Reputation: 266
the following command returns true on a PHP5.3.8 Lamp(Ubuntu 11.04)-Server, but false on a PHP5.3.2 Lamp(Ubuntu 10.04.2 LTS)-Server.
<?php echo preg_match('/\w/u', 'ß'); ?>
I nearly changed all settings in the php.ini-file, but without success. I changed the system locale to en_US.UTF-8 and made it the default locale for PHP. Additionally I tried the de_DE.UTF-8-locale.
In both cases I am using the default-packages provided by ubuntu.
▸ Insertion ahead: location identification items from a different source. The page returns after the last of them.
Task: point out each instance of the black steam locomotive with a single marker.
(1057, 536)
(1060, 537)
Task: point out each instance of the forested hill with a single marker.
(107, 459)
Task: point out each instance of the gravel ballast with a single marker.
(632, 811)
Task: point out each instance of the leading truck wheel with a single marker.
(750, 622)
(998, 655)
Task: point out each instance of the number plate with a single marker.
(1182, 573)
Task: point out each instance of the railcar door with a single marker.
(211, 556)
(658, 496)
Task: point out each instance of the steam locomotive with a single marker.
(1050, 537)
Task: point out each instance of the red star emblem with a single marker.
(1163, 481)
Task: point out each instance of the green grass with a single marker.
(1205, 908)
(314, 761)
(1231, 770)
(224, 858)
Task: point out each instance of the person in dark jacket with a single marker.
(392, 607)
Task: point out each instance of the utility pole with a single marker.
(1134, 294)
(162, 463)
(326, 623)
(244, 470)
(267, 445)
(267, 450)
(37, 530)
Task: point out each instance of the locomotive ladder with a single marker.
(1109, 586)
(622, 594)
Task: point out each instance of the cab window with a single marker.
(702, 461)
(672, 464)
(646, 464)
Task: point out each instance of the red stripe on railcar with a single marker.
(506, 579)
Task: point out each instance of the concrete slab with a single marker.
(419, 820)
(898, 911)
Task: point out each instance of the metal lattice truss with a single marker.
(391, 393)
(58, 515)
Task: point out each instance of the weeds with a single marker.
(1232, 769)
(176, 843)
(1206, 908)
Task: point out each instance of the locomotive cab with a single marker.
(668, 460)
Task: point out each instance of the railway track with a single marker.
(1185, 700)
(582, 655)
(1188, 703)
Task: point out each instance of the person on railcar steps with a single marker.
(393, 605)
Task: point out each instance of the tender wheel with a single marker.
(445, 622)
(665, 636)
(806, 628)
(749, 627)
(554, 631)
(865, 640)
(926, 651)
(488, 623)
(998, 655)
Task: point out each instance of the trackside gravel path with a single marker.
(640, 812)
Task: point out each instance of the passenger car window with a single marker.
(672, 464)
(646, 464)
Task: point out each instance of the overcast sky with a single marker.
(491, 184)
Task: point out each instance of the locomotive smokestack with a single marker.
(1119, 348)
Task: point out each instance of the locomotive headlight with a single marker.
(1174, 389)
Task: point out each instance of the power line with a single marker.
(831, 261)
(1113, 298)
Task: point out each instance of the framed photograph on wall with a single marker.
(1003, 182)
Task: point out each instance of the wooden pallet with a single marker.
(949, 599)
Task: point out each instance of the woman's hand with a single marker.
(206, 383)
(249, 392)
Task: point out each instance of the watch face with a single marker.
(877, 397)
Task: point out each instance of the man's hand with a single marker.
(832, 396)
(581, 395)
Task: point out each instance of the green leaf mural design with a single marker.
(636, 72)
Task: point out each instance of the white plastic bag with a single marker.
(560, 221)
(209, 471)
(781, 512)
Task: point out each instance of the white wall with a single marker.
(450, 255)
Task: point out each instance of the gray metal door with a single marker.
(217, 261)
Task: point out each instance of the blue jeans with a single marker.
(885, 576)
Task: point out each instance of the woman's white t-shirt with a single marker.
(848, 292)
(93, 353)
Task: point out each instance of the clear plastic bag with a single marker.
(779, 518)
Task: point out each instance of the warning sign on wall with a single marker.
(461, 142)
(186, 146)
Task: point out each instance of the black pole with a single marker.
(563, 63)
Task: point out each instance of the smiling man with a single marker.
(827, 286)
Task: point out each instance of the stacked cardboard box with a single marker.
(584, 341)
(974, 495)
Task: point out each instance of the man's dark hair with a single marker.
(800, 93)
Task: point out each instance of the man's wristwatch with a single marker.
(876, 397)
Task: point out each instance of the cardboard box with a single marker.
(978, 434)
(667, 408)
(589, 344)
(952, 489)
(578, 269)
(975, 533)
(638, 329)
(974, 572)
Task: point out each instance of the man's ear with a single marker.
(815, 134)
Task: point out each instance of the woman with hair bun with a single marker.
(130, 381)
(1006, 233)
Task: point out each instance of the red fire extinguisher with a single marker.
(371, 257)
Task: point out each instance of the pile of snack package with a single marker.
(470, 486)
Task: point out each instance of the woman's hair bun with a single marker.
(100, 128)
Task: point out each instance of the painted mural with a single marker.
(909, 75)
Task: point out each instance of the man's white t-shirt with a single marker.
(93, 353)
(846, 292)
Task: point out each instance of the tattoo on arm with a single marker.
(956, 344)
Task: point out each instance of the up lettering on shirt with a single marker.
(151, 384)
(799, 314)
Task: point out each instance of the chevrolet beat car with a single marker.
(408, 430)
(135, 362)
Does anybody has another idea, what to change, without compiling any packages, so that PHP5.3.2 will also return true?
Upvotes: 2
Views: 2403
Reputation: 306
Unicode is not yet fully supported in php
The following code
$url='abc αβγ';
define('CONST_REGEX_SANITIZE_URL', '/[^\040\w\/\.\-\:]/u');
$invalid_url = preg_match(CONST_REGEX_SANITIZE_URL, $url) ? 'true' : 'false';
echo $invalid_url;
return 'false' with php > 5.3.10
and 'true' with php < 5.3.3 (BTW the current Debian php version)
Upvotes: 0
Reputation: 655309
PHP 5.3.2 uses PCRE 8.00 while PHP 5.3.8 uses PCRE 8.11. One change in PCRE 8.10 was the addition of the PCRE_UCP option:
PCRE_UCP
This option changes the way PCRE processes
\B
,\b
,\D
,\d
,\S
,\s
,\W
,\w
, and some of the POSIX character classes. By default, only ASCII characters are recognized, but if PCRE_UCP is set, Unicode properties are used instead to classify characters. More details are given in the section on generic character types in the pcrepattern page. If you set PCRE_UCP, matching one of the items it affects takes much longer. The option is available only if PCRE has been compiled with Unicode property support.
Unfortunately, you can’t trigger this option directly with a pattern modifier in PHP. It will be set by u
together with PCRE_UTF8 when available (PHP 5.3.4 and later).
Upvotes: 6